Thanks to Dave Love in helping track this down. (NOTE: This is
actually the root cause of the bug that was first patched by
increasing the length of the operation name strings passed into
xerbla_(), as defined by the constant BLIS_MAX_BLAS_FUNC_STR_LENGTH,
in 3d1a5a7. In theory, that change could be backed out now.)
- Applied aforementioned chxy->ch change to bla_dot.[ch], as well as
frame/compat/cblas/f77_sub/f77_dot_sub.[ch] (not because it needed
to happen, but for naming consistency).
- Reformatted function signatures/prototypes of CBLAS functions and
function calls to BLAS in frame/compat/cblas/f77_sub/*.c.
Details:
- Added #include statements for certain key BLIS headers so that the
definition of f77_int is pulled in when a user compiles application
code with only #include "cblas.h" (and no other BLIS header). This
is necessary since f77_int is now used within the cblas API.
Details:
- Added #include "bli_config_macro_defs" to all cblas_*.c files in
compat/cblas/src. This has the effect of defining
BLIS_BLAS2BLIS_INT_TYPE_SIZE to the default value if bli_config.h does
not define it. Thanks to Tony Kelman for reporting this bug.

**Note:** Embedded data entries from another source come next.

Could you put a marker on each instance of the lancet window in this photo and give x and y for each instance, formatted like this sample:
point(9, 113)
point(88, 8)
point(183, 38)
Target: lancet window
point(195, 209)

- In cblas_i?amax.c, changed the type of the variable 'iamax' from 'int'
to 'f77_int'. This eliminates a compiler warning and a potential
runtime bug and/or crash when the size of an int differs from the size
of f77_int (as determined by BLIS_BLAS2BLIS_INT_TYPE_SIZE).
Details:
- Added a new section in bli_config.h files of all configurations for
enabling CBLAS support. (Currently, the default is for the CBLAS layer
to be disabled.)
- Added a directory, frame/compat/cblas, to house CBLAS source code. A
subdirectory 'f77_sub' holds subroutine wrappers corresponding to
subroutines found in CBLAS that allow calling some BLAS routines with
the return value passed as the last argument rather than as an actual
(function) return value. This was probably intended to allow CBLAS to
avoid the whole f2c debacle altogether. However, since BLIS does not
assume the presence of a Fortran compiler, we had to provide similar
routines in C.
- A script, integrate-cblas-tarball.sh, is included to streamline the
integration of future revisions of the CBLAS source code.
- The current tarball, cblas.tgz, that was used with the above script to
generate the present set of CBLAS source code is also included.
- Updated blis.h to include necessary CBLAS-related headers.